Every crate has a root, which is the source file that the compiler starts, this is also known as the root module. The Noir compiler does not enforce any conditions on the name of the file which is the crate root, however if you are compiling via Nargo. The Crate Root, must be called lib.nr or main.nr.

# Packages

A Nargo Package is a collection of one of more crates. A Package must include a Nargo.toml file.

A Package must contain either a library or a binary crate.

## Creating a new package

A new package is created using the new command.

$nargo new my-project$ ls my-project
Nargo.toml
src
\$ ls my-project/src
main.nr


## Binary vs Library

Similar to Cargo, Nargo follows the convention that if there is a src/main.nr then the project is a binary. If it contains a src/lib.nr then it is a library.

However, note that dissimilar to Cargo, we cannot have both a binary and library in the same project.

# Modules

Noir's module system follows the same convention as the newer version of Rust's module system.

## Purpose of Modules

Modules are used to organise files. Without modules all of your code would need to live in a single file.
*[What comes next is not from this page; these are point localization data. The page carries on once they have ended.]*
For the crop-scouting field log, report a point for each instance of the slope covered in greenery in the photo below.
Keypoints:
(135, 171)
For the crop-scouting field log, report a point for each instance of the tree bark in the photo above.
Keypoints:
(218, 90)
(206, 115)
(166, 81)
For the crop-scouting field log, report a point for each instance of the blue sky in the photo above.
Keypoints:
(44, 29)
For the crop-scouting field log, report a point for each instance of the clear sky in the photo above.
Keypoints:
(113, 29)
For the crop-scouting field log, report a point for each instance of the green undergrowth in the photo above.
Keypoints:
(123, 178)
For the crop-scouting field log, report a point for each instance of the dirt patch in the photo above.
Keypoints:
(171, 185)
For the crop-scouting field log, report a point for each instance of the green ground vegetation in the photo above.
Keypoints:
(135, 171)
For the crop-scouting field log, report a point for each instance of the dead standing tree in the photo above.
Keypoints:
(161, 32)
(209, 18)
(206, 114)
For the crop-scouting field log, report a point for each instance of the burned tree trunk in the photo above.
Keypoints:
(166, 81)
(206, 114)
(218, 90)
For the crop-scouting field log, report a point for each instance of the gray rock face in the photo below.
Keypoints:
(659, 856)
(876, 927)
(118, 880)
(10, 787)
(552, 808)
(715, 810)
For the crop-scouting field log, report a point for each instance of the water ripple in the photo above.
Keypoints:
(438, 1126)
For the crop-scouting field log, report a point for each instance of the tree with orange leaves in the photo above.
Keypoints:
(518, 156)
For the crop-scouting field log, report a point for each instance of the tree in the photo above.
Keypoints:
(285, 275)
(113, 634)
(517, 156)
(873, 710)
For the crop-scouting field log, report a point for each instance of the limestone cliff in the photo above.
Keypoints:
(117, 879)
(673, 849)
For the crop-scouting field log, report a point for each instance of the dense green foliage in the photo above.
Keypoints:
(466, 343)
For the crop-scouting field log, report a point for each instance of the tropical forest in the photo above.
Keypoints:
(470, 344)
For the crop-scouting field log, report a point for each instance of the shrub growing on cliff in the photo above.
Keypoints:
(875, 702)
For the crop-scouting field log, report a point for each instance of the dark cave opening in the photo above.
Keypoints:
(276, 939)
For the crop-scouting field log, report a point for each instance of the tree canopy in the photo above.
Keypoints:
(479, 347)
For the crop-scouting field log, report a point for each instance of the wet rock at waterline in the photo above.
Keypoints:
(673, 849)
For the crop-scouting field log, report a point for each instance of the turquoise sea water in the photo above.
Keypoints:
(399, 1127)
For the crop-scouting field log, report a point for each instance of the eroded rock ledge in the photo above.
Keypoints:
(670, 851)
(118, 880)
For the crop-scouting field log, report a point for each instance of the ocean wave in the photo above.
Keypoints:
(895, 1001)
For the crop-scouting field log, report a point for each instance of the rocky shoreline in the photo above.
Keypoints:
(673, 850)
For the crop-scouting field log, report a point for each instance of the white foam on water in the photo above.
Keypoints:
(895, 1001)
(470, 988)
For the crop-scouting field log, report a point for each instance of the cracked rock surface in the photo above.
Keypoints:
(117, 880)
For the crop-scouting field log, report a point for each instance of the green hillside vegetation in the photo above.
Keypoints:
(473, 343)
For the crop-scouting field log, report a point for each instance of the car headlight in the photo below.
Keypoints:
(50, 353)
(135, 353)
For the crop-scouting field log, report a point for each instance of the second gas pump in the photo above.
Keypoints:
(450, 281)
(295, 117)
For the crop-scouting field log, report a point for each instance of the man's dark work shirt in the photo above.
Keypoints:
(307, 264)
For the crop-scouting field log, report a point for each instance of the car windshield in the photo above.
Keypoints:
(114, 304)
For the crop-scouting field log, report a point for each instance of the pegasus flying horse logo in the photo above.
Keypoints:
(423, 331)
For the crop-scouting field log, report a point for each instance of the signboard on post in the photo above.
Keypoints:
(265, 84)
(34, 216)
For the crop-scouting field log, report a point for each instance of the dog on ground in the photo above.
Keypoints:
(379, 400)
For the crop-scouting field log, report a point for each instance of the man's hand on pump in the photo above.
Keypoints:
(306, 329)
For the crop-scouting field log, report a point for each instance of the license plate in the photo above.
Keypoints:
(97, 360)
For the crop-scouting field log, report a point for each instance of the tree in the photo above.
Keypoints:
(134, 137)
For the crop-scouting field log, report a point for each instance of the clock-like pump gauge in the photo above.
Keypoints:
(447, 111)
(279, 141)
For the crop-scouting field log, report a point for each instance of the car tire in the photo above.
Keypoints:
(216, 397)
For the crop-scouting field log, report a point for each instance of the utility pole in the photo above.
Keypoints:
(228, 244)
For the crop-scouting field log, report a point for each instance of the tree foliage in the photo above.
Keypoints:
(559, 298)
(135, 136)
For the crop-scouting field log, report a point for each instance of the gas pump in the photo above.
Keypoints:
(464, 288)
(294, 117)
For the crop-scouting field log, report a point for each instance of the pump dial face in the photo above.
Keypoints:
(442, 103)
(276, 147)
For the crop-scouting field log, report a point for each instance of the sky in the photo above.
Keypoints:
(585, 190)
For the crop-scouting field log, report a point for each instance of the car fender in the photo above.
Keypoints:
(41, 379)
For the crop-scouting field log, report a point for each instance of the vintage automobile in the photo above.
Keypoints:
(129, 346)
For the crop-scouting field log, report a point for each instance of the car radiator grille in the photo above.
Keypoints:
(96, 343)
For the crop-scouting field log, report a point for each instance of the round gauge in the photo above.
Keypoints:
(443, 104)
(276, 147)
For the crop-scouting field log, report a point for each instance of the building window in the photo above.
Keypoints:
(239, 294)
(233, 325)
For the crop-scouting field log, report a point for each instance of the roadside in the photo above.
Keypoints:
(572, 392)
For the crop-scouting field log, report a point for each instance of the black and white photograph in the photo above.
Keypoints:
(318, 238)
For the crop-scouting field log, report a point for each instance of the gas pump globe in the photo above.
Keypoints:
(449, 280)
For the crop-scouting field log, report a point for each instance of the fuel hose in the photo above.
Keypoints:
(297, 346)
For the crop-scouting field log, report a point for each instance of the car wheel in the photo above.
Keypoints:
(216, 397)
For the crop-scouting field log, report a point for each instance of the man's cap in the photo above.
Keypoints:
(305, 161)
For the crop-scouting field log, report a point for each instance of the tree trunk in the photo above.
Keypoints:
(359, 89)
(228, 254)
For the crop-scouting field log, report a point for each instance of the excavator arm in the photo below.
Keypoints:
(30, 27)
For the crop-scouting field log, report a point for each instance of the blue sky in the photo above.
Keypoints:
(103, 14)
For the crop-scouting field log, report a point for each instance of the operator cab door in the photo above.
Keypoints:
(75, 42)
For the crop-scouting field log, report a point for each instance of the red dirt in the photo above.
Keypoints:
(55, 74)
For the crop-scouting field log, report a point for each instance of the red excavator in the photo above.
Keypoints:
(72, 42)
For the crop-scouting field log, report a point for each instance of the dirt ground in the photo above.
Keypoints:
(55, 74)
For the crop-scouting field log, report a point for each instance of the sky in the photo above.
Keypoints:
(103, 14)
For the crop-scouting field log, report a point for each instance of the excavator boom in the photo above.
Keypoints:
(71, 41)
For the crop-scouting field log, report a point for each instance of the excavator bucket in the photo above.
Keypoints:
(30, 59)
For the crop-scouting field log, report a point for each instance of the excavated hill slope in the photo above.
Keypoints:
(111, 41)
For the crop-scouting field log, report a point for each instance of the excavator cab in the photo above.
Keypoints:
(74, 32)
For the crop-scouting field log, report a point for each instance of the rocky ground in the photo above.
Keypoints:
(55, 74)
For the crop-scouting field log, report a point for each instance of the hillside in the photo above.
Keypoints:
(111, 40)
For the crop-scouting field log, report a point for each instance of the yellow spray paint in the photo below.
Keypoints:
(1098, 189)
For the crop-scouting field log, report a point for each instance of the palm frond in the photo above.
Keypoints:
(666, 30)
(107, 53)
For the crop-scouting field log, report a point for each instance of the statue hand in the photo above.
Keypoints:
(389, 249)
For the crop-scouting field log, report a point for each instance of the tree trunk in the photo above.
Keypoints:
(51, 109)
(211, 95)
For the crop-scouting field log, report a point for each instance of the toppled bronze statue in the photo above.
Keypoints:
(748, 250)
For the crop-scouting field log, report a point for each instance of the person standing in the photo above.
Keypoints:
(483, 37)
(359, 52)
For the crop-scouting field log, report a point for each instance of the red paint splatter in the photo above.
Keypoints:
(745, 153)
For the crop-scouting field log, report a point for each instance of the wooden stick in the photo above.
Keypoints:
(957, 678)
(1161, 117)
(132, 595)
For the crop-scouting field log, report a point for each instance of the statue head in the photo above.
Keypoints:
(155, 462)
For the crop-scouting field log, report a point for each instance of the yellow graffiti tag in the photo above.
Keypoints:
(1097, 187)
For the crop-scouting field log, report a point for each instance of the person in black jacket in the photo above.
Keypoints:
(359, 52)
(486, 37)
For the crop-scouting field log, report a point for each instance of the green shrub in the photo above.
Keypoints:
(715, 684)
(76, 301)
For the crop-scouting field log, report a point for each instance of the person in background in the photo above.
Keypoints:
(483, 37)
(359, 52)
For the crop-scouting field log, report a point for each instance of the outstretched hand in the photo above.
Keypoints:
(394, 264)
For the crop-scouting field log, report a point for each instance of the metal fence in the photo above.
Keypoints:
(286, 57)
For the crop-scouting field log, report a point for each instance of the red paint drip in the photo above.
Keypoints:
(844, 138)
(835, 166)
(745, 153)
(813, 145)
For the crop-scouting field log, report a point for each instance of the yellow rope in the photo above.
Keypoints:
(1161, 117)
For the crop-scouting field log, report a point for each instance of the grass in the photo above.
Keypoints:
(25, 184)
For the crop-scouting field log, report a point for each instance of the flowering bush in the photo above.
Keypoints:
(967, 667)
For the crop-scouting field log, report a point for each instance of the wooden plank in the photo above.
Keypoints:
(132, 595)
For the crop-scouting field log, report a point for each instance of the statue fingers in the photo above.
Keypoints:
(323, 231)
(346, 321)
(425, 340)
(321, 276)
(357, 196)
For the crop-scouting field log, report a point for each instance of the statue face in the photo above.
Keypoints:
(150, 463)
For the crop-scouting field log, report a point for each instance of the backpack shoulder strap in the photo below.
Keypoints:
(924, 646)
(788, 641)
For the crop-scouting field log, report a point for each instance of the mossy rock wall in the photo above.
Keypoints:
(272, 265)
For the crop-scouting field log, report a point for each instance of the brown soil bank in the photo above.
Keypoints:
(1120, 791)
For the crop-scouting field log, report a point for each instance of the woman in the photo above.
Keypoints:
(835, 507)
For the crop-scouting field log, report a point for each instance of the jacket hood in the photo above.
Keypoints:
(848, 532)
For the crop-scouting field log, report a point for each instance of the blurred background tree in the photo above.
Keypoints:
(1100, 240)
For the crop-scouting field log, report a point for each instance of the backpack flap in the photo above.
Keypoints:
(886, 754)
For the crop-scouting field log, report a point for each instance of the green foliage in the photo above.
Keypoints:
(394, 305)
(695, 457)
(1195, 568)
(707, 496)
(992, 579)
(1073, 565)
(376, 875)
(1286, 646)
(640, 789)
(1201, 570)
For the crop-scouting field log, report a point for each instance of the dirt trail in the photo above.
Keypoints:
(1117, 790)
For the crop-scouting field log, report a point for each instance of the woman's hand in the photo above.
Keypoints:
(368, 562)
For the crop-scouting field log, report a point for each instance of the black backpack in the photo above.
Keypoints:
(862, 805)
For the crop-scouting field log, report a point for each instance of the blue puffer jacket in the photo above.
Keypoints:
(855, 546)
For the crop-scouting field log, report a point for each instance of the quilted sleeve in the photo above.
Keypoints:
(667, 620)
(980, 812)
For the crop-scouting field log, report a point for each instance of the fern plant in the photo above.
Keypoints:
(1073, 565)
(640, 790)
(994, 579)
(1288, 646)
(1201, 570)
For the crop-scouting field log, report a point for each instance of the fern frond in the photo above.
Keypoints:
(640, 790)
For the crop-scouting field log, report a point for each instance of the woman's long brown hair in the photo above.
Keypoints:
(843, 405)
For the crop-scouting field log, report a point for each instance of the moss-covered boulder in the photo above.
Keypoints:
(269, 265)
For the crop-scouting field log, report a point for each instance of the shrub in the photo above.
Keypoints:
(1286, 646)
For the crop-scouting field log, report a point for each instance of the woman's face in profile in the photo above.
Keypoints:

In Noir, the compiler foes not automatically scan all of your files to detect modules. This must be done explicitly by the developer.

## Examples

### Importing a module in the crate root

Filename : src/main.nr

mod foo;

fn main() {
foo::hello_world();
}


Filename : src/foo.nr

fn from_foo() {}


In the above snippet, the crate root is the src/main.nr file. The compiler sees the module declaration mod foo which prompts it to look for a foo.nr file.

Visually this module hierarchy looks like the following :

crate
├── main
│
└── foo
└── from_foo



### Sub-modules

Filename : src/main.nr

mod foo;

fn main() {
foo::from_foo();
}


Filename : src/foo.nr

mod bar;
fn from_foo() {}


Filename : src/foo/bar.nr

fn from_bar() {}


In the above snippet, we have added an extra module to the module tree; bar. bar is a submodule of foo hence we declare bar in foo.nr with mod bar. Since foo is not the crate root, the compiler looks for the file associated with the bar module in src/foo/bar.nr

Visually the module hierarchy looks as follows:

crate
├── main
│
└── foo
├── from_foo
└── bar
└── from_bar


# Dependencies

Nargo allows you to upload packages to GitHub and use them as dependencies.

## Specifying a dependency

hello_world = { tag = "v0.5", git = "https://github.com/kevaundray/hello-world-noir"}


Specifying a dependency requires a tag to a specific commit and the git url to the url containing the package.

Currently, there are no requirements on the tag contents. If requirements are added, it would follow semver 2.0 guidelines.

Note: Without a tag , there would be no versioning and dependencies would change each time you compile your project.

## ACIR (Abstract Circuit Intermediate Representation)

The purpose of ACIR is to act as an intermediate layer between the proof system that Noir chooses to compile to and the Noir syntax. This separation between proof system and programming language, allows those who want to integrate proof systems to have a stable target, moreover it allows the frontend to compile to any ACIR compatible proof system.

ACIR additionally allows proof systems to supply a fixed list of optimised blackbox functions that the frontend can access. Examples of this would be SHA256, PEDERSEN and SCHNORRSIGVERIFY.

# Features Coming Soon

### If Statement / Ternary Expression

It is possible to emulate conditional branching with a multiplexer in Noir as of writing. However, this may not be intuitive for most. This can be sugared with an if statement or a ternary expression.

### Structures

Currently only primitives types are available. This does not hinder expressiveness, however for large circuits, readability will be harmed without structs.

### Isize

Signed integers such as i32 and i64 allow one to express more circuits.

### Recursion

Recursion is becoming feasible in circuits, hence Noir will have native support for it. Currently, only composition is supported.